I arrived back in London early Saturday morning and am again in the clutches of jetlag. Fortunately, this has meant I've gotten some Law Review work out of the way in the hours between 3AM and 8AM, but I wonder if there's enough coffee in London to keep me going through this first day of work.

One nice thing about long plane flights: it gives me a nice long stretch of time in which to read. I burned my way through a novel or two, one of which brought a question to my mind.

While science fiction invariably has science as one part of the genre, much of the interest of many sci-fi novels is the interplay of characters with future societies.
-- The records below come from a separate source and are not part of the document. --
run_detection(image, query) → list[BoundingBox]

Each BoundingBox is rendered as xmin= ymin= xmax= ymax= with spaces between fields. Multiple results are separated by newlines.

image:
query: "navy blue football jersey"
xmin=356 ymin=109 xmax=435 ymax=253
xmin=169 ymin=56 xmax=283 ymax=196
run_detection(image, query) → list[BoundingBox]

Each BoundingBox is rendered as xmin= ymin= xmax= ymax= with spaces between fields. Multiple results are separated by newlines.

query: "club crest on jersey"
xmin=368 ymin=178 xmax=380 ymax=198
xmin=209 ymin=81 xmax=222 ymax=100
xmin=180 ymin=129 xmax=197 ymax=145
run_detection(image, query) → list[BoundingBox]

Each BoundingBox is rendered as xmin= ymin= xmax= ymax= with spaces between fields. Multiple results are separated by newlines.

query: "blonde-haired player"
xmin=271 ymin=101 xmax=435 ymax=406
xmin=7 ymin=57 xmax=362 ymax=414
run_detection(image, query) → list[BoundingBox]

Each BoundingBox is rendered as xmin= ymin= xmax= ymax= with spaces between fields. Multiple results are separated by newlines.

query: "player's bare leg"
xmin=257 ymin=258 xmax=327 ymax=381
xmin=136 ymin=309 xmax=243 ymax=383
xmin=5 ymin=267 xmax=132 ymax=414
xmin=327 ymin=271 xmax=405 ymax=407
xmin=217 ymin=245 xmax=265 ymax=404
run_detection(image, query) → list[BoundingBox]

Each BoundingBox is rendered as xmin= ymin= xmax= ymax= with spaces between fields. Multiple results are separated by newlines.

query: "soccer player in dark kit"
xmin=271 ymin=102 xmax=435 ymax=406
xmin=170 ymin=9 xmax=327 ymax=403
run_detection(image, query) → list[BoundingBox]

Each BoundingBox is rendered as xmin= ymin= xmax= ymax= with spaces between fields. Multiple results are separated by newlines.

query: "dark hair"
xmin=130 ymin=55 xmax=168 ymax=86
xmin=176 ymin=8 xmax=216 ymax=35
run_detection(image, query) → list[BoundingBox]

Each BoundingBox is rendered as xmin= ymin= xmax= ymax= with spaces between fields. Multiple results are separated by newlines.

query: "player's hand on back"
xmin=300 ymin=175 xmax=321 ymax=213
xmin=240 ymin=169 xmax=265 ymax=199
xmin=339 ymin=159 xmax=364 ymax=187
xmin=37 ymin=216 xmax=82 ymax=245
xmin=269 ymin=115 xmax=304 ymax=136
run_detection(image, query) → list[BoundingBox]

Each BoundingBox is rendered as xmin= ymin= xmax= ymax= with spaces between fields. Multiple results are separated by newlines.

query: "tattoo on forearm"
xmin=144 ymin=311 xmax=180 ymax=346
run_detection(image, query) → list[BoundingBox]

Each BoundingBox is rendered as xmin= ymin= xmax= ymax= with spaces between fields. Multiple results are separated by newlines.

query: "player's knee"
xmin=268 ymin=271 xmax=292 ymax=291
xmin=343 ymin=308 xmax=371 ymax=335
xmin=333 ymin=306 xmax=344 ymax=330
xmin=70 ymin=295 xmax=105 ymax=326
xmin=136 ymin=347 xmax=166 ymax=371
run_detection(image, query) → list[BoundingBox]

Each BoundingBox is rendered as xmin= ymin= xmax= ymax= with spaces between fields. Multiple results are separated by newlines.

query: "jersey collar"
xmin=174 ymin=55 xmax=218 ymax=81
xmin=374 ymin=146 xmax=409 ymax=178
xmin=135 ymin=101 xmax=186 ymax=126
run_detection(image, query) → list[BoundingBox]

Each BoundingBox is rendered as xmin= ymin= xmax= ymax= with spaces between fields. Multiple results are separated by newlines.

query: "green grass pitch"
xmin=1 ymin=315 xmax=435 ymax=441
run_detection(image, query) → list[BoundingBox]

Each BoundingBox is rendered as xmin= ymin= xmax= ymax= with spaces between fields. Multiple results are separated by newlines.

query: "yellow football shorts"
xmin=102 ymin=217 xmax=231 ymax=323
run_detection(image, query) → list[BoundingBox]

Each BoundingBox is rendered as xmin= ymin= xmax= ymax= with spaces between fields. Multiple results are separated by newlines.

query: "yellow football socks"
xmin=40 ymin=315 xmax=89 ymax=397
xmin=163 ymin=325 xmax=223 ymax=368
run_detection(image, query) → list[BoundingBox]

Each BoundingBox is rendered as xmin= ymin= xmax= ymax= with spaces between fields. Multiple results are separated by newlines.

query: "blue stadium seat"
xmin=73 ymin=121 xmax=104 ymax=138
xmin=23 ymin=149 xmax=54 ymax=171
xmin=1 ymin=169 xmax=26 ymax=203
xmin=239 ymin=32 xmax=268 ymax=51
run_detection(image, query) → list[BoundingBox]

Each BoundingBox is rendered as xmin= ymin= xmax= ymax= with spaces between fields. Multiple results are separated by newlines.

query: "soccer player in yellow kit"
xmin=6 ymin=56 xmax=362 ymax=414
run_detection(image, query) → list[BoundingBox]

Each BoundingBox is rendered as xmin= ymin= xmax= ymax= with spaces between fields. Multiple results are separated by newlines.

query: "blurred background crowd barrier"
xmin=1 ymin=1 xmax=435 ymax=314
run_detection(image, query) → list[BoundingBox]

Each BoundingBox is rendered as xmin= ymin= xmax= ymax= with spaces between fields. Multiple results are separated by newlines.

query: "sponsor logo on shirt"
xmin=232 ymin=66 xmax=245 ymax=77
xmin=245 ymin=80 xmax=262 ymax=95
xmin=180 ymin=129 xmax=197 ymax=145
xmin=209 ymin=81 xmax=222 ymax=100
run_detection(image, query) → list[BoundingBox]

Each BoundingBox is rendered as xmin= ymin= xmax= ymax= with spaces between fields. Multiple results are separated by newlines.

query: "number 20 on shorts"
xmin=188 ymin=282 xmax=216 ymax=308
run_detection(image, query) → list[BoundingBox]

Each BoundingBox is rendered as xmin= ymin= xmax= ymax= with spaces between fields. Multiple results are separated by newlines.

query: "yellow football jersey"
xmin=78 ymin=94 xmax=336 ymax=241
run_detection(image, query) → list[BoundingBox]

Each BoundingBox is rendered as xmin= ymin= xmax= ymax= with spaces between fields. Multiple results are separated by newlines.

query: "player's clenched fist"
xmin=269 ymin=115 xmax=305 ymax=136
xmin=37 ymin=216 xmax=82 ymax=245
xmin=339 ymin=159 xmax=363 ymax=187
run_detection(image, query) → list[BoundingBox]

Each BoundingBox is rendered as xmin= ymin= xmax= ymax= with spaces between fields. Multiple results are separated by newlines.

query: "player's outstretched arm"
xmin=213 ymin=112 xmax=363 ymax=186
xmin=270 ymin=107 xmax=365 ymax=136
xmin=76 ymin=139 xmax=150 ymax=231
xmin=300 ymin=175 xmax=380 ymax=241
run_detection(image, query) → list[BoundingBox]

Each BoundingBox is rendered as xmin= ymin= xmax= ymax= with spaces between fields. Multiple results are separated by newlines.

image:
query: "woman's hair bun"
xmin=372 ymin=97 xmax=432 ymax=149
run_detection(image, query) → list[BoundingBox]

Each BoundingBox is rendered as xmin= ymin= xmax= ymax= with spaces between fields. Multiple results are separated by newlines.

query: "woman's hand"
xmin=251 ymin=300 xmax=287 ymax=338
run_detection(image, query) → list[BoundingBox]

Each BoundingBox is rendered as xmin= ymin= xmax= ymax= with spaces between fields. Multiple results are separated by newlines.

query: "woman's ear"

Most recently I've read Gibson's All Tomorrow's Parties, but an even better example would be any of Iain M. Banks Culture novels. (Bank's future society can best be described as "a bundle of happy communists" who live in a future where the laws of scarcity have been overturned.)

What I couldn't bring to mind, though, was a science fiction novel that really dealt with the intersection between technological change and law, where the legal aspect was more than a tangent in discussing a future society. Neil Stephenson's Diamond Age came close, but again was worried much more with post-scarcity sociology. The closest thing that I could remember was Alfred Bester's The Demolished Man, a sort of extended novella about a man who plots out the perfect murder in a society in which the police can read your mind.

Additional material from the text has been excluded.